GroenLinks (lijsttrekker: Jesse Klaver)
Rechtsbescherming wordt door GroenLinks nagestreefd via onder meer een stop op de beknibbeling op de rechtspraak. Er komt wat GroenLinks betreft meer geld voor rechtspraak en het Openbaar Ministerie. Daarnaast wordt een beperking van de griffierechten bepleit als ook een verbeterde rechtsbijstand voor mensen met lage inkomens.
GroenLinks wenst verder meer zeggenschap voor de burger en is voorstander van de invoering van een correctief referendum. Ook pleit zij voor afschaffing van de Eerste Kamer en (ter vervanging) een invoering van de mogelijkheid voor burgers om wetten aan de Grondwet te laten toetsen.

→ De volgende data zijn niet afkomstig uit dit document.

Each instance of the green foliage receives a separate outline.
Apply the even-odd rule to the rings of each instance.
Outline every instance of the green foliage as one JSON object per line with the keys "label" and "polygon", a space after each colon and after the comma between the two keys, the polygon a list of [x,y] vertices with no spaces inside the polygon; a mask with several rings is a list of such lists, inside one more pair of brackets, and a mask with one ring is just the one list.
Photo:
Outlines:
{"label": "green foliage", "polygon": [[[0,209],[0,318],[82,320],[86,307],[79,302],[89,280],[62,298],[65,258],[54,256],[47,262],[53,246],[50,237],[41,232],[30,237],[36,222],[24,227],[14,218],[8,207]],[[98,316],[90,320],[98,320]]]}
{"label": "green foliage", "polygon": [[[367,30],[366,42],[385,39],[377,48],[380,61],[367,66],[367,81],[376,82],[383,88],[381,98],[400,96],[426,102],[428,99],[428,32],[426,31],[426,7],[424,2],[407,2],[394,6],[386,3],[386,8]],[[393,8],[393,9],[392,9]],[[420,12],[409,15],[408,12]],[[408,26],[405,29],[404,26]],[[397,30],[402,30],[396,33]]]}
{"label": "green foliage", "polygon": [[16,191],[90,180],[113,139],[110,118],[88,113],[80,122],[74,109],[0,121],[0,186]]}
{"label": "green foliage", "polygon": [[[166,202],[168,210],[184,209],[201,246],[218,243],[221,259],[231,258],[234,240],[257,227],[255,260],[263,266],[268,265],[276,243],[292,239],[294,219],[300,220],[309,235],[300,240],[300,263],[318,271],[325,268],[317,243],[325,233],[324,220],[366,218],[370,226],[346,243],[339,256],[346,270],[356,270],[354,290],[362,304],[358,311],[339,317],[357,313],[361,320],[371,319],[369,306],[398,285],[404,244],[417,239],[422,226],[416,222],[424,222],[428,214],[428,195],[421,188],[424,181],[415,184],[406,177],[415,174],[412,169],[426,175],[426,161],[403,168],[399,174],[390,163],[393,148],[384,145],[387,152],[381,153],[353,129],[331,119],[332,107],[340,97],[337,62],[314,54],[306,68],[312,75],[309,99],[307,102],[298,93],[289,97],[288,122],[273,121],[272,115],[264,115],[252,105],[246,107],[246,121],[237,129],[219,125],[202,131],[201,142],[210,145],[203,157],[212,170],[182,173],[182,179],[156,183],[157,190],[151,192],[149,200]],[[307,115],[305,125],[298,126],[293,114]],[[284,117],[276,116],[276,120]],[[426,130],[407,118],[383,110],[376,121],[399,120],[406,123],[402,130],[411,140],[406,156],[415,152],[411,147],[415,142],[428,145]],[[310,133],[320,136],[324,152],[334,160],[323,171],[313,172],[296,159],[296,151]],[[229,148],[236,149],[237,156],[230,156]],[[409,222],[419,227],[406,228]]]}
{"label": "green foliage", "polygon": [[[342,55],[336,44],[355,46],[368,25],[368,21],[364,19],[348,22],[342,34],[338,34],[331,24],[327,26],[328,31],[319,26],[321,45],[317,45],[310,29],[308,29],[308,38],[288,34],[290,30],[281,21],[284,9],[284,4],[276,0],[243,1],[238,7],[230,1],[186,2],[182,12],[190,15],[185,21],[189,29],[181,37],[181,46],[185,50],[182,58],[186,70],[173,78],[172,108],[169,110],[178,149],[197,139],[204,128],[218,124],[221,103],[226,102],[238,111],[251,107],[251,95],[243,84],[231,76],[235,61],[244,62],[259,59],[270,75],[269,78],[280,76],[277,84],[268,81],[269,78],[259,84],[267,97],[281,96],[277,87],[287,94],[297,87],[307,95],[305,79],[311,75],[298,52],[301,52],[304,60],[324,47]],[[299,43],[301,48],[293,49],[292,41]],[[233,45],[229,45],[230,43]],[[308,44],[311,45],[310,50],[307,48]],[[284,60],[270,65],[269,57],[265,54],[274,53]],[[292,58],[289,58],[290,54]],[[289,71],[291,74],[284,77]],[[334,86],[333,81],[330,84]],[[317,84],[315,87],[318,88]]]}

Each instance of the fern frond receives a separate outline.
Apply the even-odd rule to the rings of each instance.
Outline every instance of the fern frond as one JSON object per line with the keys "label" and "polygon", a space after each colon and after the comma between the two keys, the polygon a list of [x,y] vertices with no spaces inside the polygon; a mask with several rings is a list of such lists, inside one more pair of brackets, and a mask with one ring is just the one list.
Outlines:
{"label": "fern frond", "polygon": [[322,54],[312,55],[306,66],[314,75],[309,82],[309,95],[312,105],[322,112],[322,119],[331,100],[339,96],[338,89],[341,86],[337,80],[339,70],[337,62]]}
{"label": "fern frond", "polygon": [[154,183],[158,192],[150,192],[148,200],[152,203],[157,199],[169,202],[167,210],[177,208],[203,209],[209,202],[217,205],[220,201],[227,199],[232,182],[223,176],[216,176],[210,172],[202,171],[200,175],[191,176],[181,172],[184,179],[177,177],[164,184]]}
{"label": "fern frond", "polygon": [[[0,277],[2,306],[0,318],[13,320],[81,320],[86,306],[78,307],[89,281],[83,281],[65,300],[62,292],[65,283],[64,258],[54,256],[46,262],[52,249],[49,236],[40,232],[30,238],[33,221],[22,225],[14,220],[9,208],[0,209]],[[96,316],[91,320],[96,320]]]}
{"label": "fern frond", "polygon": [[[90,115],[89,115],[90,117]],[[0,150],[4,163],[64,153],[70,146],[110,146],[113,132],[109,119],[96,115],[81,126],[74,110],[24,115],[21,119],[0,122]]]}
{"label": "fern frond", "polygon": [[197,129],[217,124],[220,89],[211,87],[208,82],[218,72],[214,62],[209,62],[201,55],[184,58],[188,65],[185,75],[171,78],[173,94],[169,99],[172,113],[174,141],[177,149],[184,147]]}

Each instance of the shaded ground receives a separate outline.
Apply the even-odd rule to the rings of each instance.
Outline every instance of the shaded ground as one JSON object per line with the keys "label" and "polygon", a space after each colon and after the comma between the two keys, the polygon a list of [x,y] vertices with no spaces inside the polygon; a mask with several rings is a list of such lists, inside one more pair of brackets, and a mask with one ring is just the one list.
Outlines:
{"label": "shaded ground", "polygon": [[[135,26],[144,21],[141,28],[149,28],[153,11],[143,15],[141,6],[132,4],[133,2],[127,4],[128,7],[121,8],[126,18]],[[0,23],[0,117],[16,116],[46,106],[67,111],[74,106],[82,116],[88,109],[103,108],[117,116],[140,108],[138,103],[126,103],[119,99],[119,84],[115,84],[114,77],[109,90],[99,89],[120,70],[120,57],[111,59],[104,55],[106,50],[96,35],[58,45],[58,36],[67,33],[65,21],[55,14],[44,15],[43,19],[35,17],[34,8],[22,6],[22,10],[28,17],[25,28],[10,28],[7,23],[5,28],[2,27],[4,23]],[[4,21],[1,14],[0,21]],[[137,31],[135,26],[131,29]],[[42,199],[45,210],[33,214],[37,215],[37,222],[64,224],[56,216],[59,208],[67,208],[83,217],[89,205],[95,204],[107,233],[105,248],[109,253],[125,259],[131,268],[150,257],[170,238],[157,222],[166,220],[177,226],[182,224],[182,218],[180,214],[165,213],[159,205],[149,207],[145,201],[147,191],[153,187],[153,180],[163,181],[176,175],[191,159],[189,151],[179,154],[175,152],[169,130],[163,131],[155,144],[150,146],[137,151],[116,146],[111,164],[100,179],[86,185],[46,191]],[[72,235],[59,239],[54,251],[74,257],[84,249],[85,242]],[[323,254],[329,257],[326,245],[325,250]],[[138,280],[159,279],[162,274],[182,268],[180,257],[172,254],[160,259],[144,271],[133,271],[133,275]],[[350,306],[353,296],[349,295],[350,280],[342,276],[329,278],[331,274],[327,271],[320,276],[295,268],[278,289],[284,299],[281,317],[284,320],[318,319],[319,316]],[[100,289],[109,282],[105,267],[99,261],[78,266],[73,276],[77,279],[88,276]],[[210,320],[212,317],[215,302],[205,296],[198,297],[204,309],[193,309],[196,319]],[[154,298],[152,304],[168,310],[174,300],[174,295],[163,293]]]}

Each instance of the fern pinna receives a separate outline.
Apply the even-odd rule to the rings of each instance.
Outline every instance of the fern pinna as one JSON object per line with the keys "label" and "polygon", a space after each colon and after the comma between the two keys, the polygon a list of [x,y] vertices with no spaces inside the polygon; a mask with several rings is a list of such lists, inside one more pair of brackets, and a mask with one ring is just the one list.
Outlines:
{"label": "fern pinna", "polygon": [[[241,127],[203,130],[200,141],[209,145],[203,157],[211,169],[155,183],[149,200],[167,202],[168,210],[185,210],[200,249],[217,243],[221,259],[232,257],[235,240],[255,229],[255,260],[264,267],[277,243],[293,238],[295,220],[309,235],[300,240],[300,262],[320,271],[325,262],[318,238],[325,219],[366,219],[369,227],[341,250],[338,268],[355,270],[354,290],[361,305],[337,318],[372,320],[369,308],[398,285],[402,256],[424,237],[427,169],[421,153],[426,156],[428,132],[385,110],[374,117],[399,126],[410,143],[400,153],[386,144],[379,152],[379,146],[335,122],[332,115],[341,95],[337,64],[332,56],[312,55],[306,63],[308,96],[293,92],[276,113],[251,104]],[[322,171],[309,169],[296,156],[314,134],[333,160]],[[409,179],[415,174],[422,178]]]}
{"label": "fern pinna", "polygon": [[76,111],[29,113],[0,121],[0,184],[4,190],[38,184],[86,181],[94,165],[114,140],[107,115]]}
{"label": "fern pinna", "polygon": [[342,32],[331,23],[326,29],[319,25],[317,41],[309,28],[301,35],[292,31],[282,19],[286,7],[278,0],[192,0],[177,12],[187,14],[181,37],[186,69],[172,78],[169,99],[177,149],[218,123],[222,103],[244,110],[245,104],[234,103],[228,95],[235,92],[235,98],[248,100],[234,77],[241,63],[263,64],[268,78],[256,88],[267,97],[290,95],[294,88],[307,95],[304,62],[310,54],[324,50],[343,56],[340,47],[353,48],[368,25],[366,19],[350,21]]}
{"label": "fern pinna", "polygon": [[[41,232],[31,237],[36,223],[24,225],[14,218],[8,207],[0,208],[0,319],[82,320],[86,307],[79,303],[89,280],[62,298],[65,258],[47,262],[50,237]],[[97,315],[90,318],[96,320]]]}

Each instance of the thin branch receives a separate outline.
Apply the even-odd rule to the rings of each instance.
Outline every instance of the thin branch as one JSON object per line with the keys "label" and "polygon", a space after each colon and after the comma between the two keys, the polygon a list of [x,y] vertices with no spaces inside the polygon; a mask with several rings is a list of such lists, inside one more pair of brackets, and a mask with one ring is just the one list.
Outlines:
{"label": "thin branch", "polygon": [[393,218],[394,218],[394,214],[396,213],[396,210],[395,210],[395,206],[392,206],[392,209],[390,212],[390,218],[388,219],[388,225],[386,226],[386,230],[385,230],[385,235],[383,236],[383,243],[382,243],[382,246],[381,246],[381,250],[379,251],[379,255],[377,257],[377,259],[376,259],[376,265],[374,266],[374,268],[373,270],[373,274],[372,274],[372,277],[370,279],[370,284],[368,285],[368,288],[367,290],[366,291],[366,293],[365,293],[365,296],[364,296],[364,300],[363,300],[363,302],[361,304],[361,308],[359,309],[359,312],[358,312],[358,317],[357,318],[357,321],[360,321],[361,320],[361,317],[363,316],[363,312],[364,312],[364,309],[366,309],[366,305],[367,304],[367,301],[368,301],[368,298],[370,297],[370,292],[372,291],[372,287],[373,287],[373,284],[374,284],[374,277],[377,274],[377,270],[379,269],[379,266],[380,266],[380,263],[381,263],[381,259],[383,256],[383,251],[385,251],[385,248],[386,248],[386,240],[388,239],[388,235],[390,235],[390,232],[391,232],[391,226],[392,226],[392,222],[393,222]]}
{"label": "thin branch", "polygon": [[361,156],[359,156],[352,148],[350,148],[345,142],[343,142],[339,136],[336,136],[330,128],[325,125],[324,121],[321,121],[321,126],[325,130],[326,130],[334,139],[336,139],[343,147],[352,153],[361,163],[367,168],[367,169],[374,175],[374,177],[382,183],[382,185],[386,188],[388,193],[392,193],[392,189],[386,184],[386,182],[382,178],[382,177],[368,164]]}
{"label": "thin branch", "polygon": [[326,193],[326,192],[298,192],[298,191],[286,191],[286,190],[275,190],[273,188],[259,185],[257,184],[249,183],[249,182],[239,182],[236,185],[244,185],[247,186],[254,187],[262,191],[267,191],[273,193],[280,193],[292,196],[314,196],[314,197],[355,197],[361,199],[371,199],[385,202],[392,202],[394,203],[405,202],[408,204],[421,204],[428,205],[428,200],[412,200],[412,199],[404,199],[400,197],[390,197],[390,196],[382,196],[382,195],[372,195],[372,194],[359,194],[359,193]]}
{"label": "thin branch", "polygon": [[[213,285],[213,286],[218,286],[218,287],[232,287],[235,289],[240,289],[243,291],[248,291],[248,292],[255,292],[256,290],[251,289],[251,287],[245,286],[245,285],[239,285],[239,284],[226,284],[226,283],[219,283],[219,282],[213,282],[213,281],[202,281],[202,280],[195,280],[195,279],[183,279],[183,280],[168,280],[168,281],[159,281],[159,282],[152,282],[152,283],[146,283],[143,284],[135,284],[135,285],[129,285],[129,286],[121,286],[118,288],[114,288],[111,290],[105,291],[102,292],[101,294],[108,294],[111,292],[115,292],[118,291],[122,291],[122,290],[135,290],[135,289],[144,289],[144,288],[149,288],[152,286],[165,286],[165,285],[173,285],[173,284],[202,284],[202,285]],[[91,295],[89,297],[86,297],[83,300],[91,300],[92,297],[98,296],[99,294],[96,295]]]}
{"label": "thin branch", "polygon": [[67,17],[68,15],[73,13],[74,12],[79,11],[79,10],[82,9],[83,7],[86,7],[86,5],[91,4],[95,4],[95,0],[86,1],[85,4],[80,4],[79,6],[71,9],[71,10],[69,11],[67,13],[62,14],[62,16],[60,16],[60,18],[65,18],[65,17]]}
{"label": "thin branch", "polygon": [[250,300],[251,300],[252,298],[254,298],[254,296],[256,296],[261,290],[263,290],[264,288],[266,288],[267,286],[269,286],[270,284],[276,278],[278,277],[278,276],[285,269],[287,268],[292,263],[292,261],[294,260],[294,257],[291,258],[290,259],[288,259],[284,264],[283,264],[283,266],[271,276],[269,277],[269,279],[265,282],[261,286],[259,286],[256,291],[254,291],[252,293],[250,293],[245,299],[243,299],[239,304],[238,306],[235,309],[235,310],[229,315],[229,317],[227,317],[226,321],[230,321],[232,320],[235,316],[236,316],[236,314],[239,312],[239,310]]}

Uit het partijprogramma blijken naast veranderingen ook een aantal duidelijke afschaffingen, zoals de afschaffing van het kraakverbod, majesteitsschennis en het artikel over abortus en euthanasie in het Wetboek van Strafrecht.
De visie op gezinnen is ook bij GroenLinks gericht op het moderne gezin en wijkt in grote lijnen niet wezenlijk af van wat toch een brede visie lijkt te zijn. Hetzelfde geldt voor de partijpunten op het gebied van loon bij ziekte en uitbreiding van de mogelijkheid tot een extra meerjarig contract.